In the end, Turchin admits that he hasn’t been able to synthesize the various strands into a single unified account. This may be disappointing, but it also fits well with his refreshing modesty and, more than that, with his broader intellectual agenda. Turchin wants to bring to history the mind-set of the scientist. Theories are not (or are only rarely) complete or simply “right”; rather, we usually only have the choice between better and worse theories, those that explain more or less. Hence, in order to make progress, Turchin argues, it is crucial that we frame our arguments in as explicit a way as possible so that we can compare their explanatory power. Constructing mathematical models, he believes, is invaluable for these purposes of testing and comparison. Furthermore, history needs math because its dynamics often involve non-linear, lagged feedbacks—as demonstrated in the rise and fall of agrarian states. The underlying mechanisms of these oscillations are usually too complex to be captured by merely verbal models, and can only be grasped with the aid of explicit mathematical ones.

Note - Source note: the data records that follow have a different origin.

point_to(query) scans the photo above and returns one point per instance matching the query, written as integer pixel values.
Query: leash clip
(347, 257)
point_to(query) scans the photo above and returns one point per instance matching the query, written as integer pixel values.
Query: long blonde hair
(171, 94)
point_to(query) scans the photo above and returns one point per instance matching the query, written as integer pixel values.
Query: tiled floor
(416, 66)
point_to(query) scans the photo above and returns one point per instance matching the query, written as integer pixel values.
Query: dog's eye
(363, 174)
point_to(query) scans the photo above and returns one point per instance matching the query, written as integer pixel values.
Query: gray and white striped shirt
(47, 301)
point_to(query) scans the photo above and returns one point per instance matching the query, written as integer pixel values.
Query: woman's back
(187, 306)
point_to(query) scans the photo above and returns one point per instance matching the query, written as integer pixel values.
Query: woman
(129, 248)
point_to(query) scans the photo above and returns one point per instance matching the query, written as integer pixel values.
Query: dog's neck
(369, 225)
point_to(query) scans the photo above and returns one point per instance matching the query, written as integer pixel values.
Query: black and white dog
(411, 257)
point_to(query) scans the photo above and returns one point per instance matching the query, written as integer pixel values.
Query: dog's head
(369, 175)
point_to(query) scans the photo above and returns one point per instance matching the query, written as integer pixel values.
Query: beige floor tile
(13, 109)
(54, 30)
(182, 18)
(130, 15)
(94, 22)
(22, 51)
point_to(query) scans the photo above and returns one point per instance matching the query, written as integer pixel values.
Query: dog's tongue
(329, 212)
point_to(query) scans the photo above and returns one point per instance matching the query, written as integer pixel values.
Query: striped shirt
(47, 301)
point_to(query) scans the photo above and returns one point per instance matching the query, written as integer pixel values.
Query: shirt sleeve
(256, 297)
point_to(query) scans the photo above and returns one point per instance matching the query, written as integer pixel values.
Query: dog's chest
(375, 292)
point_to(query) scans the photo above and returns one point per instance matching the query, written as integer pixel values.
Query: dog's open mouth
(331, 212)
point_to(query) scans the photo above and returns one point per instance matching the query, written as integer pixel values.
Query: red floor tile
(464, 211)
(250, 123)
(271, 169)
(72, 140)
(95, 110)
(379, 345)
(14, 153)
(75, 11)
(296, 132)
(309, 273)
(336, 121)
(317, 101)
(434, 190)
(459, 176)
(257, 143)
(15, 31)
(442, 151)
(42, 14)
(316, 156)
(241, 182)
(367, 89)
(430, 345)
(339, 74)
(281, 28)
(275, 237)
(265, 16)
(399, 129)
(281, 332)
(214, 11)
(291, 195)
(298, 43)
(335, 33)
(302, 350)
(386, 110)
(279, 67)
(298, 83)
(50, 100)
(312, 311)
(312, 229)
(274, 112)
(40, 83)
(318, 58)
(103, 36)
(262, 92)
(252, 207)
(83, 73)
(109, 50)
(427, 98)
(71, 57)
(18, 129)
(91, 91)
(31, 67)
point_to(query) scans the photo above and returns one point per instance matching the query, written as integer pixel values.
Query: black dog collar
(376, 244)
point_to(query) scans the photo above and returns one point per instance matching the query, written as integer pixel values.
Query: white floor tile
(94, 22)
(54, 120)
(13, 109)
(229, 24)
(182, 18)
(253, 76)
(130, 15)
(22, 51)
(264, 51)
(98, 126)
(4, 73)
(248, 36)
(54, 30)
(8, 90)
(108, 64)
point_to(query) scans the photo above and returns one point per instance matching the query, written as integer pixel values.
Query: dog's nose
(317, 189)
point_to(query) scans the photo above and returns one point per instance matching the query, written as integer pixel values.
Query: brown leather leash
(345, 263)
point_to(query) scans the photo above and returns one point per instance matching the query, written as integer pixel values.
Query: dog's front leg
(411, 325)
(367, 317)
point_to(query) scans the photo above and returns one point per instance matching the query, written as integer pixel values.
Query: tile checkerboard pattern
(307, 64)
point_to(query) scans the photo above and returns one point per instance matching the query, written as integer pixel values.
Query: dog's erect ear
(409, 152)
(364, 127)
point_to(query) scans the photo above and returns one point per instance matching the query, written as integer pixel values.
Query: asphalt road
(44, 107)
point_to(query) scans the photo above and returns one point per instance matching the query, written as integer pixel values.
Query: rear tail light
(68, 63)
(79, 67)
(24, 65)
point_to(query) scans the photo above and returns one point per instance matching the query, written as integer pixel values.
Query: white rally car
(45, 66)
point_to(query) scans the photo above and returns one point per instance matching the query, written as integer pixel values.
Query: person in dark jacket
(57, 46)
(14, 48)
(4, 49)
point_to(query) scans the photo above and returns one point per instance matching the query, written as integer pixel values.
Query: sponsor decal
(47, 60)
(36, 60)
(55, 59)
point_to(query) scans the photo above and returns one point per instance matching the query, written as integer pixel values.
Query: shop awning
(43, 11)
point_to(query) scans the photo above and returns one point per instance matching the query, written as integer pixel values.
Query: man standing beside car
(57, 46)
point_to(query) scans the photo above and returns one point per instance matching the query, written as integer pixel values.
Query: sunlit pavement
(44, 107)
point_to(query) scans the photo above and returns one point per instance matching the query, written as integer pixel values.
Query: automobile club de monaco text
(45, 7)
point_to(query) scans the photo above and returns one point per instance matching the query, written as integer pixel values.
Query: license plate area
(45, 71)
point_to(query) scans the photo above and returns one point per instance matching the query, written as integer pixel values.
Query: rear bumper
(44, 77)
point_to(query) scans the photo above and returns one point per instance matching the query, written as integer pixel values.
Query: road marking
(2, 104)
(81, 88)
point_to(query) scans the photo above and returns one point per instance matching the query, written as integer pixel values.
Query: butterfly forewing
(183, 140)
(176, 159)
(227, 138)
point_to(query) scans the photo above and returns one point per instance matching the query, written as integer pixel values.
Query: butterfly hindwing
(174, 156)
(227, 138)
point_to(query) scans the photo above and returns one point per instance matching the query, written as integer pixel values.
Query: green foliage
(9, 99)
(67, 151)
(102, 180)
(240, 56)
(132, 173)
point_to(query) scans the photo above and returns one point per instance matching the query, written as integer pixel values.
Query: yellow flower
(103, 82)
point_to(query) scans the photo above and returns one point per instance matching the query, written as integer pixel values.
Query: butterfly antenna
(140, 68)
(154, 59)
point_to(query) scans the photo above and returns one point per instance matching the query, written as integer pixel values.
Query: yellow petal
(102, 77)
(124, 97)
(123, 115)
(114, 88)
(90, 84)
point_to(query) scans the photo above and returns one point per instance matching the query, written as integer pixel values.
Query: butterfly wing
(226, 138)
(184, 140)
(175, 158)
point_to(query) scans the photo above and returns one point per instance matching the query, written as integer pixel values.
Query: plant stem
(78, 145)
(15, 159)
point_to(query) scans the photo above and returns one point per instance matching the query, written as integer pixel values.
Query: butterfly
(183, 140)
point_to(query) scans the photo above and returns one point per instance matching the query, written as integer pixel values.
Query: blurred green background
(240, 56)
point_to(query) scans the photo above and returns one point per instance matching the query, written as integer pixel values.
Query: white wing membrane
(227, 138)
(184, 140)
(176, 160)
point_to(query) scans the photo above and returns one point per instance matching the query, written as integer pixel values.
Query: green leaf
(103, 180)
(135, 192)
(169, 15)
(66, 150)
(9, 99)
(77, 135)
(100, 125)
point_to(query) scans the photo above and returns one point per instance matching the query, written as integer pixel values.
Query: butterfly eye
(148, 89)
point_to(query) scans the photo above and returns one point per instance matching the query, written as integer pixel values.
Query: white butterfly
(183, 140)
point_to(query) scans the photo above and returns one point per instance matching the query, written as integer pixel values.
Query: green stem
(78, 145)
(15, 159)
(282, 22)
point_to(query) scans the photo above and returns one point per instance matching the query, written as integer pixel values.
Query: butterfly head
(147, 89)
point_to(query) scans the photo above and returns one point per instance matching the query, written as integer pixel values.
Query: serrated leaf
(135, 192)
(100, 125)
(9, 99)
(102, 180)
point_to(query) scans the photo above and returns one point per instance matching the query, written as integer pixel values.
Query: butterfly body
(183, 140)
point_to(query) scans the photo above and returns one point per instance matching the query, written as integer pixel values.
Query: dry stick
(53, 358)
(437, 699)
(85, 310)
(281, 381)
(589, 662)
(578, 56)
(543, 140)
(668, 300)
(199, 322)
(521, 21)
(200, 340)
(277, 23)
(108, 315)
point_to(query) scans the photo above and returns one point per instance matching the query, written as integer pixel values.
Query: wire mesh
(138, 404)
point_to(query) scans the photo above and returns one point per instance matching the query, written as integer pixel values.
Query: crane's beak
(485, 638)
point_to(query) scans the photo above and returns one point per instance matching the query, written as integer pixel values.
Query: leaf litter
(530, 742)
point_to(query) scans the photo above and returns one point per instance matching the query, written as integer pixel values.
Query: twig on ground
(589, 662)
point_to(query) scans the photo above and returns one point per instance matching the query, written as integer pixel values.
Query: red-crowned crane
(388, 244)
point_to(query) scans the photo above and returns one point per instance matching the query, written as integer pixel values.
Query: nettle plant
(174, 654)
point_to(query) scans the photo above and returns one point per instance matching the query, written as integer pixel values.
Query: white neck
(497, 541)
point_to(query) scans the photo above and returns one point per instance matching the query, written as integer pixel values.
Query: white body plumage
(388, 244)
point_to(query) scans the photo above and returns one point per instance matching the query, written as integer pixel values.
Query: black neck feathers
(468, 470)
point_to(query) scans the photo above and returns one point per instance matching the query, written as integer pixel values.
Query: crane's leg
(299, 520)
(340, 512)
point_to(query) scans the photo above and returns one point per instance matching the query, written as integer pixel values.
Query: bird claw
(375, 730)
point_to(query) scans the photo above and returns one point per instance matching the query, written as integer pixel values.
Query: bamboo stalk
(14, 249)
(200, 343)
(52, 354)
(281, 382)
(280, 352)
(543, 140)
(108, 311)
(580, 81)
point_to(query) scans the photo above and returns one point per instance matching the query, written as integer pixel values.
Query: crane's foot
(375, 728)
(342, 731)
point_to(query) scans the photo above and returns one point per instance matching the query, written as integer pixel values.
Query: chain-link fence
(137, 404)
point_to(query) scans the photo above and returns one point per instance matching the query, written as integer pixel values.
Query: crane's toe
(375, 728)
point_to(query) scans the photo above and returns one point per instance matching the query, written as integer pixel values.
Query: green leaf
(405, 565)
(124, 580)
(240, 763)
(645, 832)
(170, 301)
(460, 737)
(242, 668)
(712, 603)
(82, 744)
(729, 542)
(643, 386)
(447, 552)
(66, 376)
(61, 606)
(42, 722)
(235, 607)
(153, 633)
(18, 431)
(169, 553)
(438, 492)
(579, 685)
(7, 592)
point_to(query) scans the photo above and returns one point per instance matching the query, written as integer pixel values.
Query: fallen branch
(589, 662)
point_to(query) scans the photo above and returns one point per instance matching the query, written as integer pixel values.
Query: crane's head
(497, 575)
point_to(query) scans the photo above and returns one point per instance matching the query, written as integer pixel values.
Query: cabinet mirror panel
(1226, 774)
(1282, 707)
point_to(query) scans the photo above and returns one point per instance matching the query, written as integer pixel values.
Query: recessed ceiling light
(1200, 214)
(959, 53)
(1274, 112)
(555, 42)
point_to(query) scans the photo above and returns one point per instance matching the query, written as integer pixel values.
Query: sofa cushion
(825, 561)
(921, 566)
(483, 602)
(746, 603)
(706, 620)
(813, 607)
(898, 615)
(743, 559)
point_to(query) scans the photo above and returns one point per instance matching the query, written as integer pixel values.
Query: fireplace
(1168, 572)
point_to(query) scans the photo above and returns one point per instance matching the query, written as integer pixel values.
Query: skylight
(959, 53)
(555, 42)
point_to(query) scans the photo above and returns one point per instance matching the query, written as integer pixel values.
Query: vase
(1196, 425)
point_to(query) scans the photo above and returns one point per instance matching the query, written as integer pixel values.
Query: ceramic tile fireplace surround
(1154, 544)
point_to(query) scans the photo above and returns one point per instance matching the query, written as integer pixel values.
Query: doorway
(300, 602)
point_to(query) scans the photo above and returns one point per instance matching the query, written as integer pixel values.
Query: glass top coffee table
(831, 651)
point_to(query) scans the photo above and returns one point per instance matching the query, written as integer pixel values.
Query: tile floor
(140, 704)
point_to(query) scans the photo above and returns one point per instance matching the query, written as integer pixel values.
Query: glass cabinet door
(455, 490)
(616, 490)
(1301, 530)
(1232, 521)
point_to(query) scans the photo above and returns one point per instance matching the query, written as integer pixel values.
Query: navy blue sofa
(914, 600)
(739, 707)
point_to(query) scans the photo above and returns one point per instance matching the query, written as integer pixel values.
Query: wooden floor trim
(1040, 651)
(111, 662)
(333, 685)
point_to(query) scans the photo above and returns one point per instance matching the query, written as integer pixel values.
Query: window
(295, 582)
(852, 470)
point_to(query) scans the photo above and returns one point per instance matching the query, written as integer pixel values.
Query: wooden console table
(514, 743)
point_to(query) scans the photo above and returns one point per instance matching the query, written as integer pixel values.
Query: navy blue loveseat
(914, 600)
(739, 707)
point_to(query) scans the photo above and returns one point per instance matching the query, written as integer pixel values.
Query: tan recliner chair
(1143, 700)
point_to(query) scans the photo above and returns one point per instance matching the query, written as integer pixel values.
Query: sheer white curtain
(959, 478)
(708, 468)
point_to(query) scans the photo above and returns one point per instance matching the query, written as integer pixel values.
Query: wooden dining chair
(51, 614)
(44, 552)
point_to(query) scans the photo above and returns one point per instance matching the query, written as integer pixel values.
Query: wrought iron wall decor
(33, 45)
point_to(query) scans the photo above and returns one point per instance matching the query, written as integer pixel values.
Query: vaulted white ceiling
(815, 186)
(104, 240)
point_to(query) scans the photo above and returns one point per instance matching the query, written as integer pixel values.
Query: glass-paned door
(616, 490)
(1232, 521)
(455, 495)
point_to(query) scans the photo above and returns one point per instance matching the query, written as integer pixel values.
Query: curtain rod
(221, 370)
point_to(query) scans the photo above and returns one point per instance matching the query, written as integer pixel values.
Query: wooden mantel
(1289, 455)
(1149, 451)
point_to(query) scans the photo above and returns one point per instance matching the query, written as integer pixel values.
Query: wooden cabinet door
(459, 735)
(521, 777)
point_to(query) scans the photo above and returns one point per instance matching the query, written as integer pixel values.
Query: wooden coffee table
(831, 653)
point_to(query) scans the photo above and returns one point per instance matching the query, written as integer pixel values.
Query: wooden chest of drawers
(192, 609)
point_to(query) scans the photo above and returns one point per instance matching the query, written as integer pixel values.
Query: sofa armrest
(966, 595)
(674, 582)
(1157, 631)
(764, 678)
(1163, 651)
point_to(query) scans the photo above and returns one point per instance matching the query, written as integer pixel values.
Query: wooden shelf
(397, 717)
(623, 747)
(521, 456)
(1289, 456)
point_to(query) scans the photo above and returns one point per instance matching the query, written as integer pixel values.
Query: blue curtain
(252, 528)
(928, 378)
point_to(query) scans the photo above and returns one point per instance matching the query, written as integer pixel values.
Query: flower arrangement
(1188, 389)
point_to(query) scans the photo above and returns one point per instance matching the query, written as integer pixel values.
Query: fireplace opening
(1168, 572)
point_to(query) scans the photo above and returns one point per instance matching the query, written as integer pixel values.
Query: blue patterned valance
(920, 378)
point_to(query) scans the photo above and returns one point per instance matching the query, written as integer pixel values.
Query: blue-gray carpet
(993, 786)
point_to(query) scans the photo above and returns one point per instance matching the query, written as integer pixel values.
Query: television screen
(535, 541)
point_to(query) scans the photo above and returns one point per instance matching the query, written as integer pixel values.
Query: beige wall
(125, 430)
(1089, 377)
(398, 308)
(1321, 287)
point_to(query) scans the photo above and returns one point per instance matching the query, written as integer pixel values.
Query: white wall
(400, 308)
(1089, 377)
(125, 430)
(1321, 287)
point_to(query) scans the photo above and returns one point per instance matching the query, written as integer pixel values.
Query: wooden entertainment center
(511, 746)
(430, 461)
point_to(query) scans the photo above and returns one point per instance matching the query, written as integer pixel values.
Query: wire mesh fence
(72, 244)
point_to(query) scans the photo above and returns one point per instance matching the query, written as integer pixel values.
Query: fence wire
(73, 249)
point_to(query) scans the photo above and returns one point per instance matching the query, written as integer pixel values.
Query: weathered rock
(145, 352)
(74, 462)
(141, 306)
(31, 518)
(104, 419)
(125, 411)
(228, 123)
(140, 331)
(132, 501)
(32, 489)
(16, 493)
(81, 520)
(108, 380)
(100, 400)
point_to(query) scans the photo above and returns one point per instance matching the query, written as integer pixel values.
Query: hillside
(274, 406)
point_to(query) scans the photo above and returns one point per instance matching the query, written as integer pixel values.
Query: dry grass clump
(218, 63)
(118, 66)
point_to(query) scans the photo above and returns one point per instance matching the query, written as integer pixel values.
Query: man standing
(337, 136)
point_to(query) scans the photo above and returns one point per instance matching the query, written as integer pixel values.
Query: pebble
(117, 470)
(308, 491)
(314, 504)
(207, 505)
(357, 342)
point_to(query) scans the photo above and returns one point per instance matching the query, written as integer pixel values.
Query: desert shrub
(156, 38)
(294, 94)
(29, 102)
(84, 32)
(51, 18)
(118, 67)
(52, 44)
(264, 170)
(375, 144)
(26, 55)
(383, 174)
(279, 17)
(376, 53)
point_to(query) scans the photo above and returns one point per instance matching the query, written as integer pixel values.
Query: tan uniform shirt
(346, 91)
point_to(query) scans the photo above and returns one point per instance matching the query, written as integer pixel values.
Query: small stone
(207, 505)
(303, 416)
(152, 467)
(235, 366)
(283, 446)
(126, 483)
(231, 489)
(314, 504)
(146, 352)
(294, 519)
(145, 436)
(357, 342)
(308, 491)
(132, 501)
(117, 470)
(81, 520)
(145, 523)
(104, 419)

While becoming a leading ecologist, Turchin has somehow also found the time and energy to acquire vast erudition not only in historical, but also sociological, anthropological, and economic, literatures. This natural scientist doesn't simply or crudely apply lessons drawn from his studies of voles and other animals to human populations; rather, he attempts to combine some of those insights into dynamics with an awareness of factors that make human history even more complex. While he advocates a bold methodological position, the modesty with which he makes his case should absolve him of the charge of “intellectual imperialism” often thrown at earlier generations of social and natural scientists, who encroached on the turf of historians. Turchin goes to considerable lengths to explain his models in ways that are generally comprehensible (though one may have to dust off little-used knowledge from high school or college math). Historians who focus on the many fields from which Turchin draws his case studies (France, Russia, China, Islam, Christianity, Egypt, England) may, or may not, find his explanations convincing. Regardless, he will surely welcome the scrutiny and debate.
1 comment:
The underlying mechanisms of these oscillations are usually too complex to be captured by merely verbal models, and can only be grasped with the aid of explicit mathematical ones.
There are a number of assumptions in this quantification method which I find problematic, at best (aside from the cliched use of "Western civilization" as the Ur-testing ground), but this sentence really brings it home. I think we're a long way from developing quantitative metrics for premodern societies -- the impressionistic approximations Turchin uses are guesswork, clearly -- and logic, mathematical or otherwise, is a weak argument compared to the actual historical work of discerning reality and causality.